Saturday, October 08, 2005

Marathon Man

From today’s Star Tribune:

When Minnesotans elected Tim Pawlenty governor, they knew they were getting a fiscal fanatic. Turns out he's something of a physical one, too.

Days after finishing the 2005 Twin Cities Marathon in a brisk 3 hours and 43 minutes, the governor was relaxed and running Friday on a Summit Avenue sidewalk as the frosty dawn broke and a trooper trailed him in a dark sedan.

The governor's gear reflected his approach to running, which is serious but leaves plenty of room for pure enjoyment.

On his Friday run, he wore wind pants and competition-grade Asics Gel Kayano shoes, but also a heavy cotton Minneapolis Police Department sweatshirt. Synthetic fibers keep runners warm and dry; cotton gets wet and can cause a chill.

The comfortable pace and Pawlenty's ability to chat easily without losing his breath also showed a runner who isn't just out for the kill.

Last Sunday, he headed down the middle of Summit toward the State Capitol with an iPod playing in his ears, sunglasses over his eyes and his head in the haze of the home stretch of the 26.2-mile marathon.

A trooper was nearby on a bicycle with a defibrillator. "My wife was afraid I would either puke or soil myself," Pawlenty said of the precaution, which he first had for the 2004 marathon. He trained more diligently this year and wasn't as concerned about bodily fallout.

This year, the trooper who ran alongside him developed bad blisters and dropped out.

Help from Mary

For a half-hearted marathoner, Pawlenty has posted impressive times. He ran this year's race 14 minutes faster than he did in 2004, shaving 32 seconds a mile to average 8½-minute miles.

What made the difference? First Lady Mary Pawlenty.

"Last year, I didn't have a very good training regimen; I didn't have the time or organizational plan," the governor said. "This year I had a schedule of long runs keyed off my wife, because she's very organized."

Mary Pawlenty also ran last Sunday, finishing in 5:05, slightly disappointing because she was aiming for a sub-5-hour finish in her first marathon since 1991. She said she wanted to prove to herself she could do it again. She followed a traditional marathon schedule of shorter weekday runs and long weekend runs.

But the Pawlentys didn't train together. Mary Pawlenty rose early for long runs and hit the road no later than 6 a.m. so she could wrap up before the heat of the day.

The governor wasn't as lucky. His executive schedule kept him from many midweek runs and forced him to squeeze in weekend training when he could -- sometimes in the scorching sun, another factor that toughened him for race day. "It's not advisable, but if you can survive it, it helps," he said.

Pawlenty also took to the hills near his home in Eagan, including a monster on Diffley Road between Pilot Knob Road and Lexington Avenue.

"It's not that he's a medical marvel; he's a mental marvel," Mary Pawlenty said of her 44-year-old husband.

At the governor's urging, Mary Pawlenty ran that hill --- once. "Anyone can run on a flat course, but it takes a certain level of discipline to run hills," she said. "I'd rather bypass the hills. ... He loves the hill. He loves all the hills."

Mental game

In the governor's mind, the marathon is about mental toughness, not physical prowess; his trick is his iPod, with an eclectic cache that includes Johnny Cash, AC/DC, Sonny and Cher and Pink. But he said he queued up his most energizing tunes for the final 5 miles of the marathon. Among them: Bruce Springsteen's "The Rising," Aerosmith's "Walk This Way," John Mellencamp's "When the Walls Came Tumbling Down" and Grand Funk Railroad's "Some Kind of Wonderful."

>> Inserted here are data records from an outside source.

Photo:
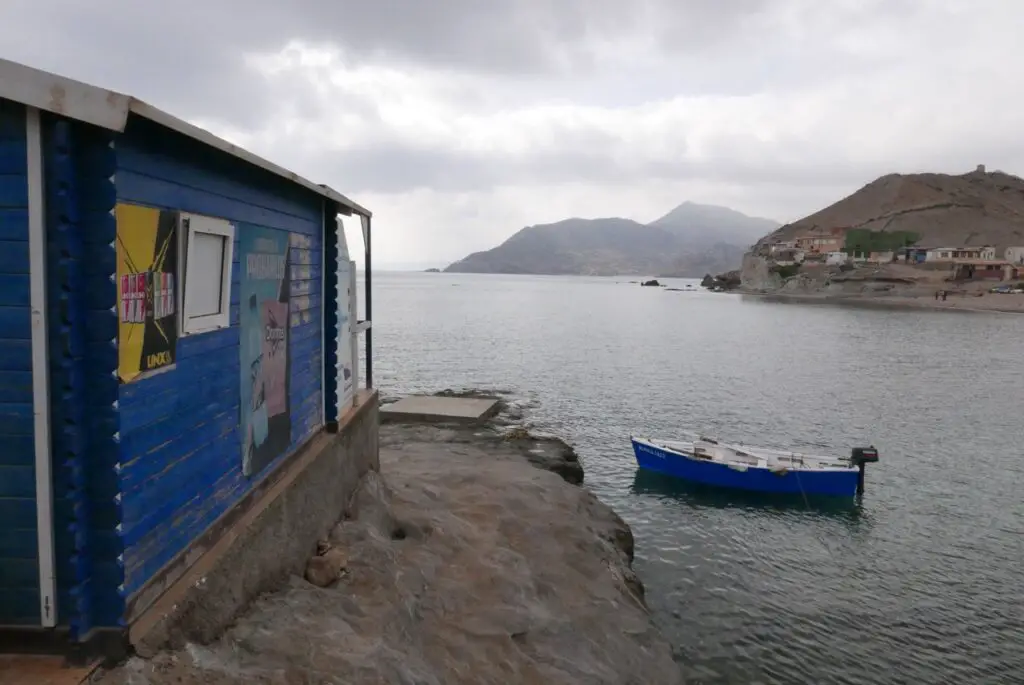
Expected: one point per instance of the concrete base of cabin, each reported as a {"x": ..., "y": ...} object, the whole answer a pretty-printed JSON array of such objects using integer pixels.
[
  {"x": 464, "y": 564},
  {"x": 435, "y": 409},
  {"x": 260, "y": 547}
]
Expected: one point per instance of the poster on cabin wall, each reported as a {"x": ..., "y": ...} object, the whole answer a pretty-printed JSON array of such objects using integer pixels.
[
  {"x": 263, "y": 317},
  {"x": 146, "y": 249}
]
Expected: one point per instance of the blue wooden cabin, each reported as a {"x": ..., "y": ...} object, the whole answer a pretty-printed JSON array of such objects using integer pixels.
[{"x": 169, "y": 306}]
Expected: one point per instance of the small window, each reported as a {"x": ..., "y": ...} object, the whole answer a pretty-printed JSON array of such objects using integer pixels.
[{"x": 206, "y": 273}]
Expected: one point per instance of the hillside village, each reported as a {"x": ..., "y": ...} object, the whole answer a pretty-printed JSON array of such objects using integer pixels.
[
  {"x": 902, "y": 234},
  {"x": 838, "y": 247}
]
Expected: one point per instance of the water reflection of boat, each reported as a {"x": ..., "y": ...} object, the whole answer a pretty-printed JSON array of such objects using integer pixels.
[{"x": 651, "y": 483}]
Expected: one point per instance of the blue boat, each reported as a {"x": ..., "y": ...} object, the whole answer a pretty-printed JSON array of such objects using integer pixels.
[{"x": 708, "y": 461}]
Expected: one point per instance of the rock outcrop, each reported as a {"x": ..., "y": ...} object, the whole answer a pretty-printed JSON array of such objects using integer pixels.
[{"x": 463, "y": 565}]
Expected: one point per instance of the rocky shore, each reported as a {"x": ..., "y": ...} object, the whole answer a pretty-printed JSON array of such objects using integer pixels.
[
  {"x": 1005, "y": 303},
  {"x": 473, "y": 557}
]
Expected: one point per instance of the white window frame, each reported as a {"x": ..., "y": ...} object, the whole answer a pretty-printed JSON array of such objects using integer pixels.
[{"x": 187, "y": 225}]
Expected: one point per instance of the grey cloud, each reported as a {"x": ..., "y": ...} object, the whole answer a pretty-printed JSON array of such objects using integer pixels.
[{"x": 189, "y": 53}]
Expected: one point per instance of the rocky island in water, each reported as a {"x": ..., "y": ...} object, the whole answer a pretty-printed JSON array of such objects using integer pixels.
[
  {"x": 915, "y": 240},
  {"x": 474, "y": 557}
]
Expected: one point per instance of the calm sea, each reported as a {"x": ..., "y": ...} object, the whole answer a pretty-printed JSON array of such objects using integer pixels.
[{"x": 923, "y": 583}]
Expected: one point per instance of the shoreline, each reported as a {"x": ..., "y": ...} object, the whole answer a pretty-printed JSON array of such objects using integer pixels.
[
  {"x": 989, "y": 303},
  {"x": 472, "y": 556}
]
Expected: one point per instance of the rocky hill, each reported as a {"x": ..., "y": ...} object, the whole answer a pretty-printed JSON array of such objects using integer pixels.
[
  {"x": 688, "y": 242},
  {"x": 926, "y": 210}
]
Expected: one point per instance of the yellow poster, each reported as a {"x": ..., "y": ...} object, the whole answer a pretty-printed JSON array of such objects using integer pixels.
[{"x": 147, "y": 304}]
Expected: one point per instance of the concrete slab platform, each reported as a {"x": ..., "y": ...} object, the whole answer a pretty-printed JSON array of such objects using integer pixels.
[{"x": 430, "y": 409}]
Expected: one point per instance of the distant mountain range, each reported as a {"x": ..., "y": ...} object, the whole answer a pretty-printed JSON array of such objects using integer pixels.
[{"x": 688, "y": 242}]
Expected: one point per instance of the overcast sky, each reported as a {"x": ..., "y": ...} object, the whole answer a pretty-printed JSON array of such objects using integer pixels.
[{"x": 458, "y": 122}]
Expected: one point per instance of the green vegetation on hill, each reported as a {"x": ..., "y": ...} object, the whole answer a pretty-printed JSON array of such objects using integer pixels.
[{"x": 864, "y": 241}]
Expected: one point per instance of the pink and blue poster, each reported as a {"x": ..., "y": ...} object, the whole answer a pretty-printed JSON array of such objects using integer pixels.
[{"x": 263, "y": 291}]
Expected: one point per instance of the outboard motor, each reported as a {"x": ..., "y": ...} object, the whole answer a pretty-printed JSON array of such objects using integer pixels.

While he isn't a running proselytizer, Pawlenty said it doesn't hurt for Minnesotans to see the governor hitting the streets.

The governor, who loves to play old-timers' hockey, has never been extremely out of shape. But two years ago he was pushing 220 pounds on his 6-foot-3 frame. None of his suits fit. He set his sights on the marathon as a motivator to get him out the door.

"I really like to run," he said. "It helps me burn stress. I put on the iPod and kind of drift away for whatever time I have. Being able to go away and have your mind just drift is a healthy thing."

Pawlenty's training for the 2004 marathon was sporadic, but he still ran it in 3:57. A month later, he ran the New York City marathon in a nearly identical time -- right after a day of deer hunting in Minnesota.

In addition to running, the governor also has completed two in-line skating marathons this fall in about 1:33. "I've just fallen in love," he said of those contests. He said he enjoys the drafting camaraderie and the strategy, along with the shorter time span, of those races.

What the governor doesn't like is winter running. He said he tends to hibernate and gain weight, then cranks up the training again in the spring.

All runners need breaks, and that includes Pawlenty, who already sees potential scheduling conflicts in 2006. "If I run for reelection," he said, "I doubt I'll have the time" for the next Twin Cities Marathon.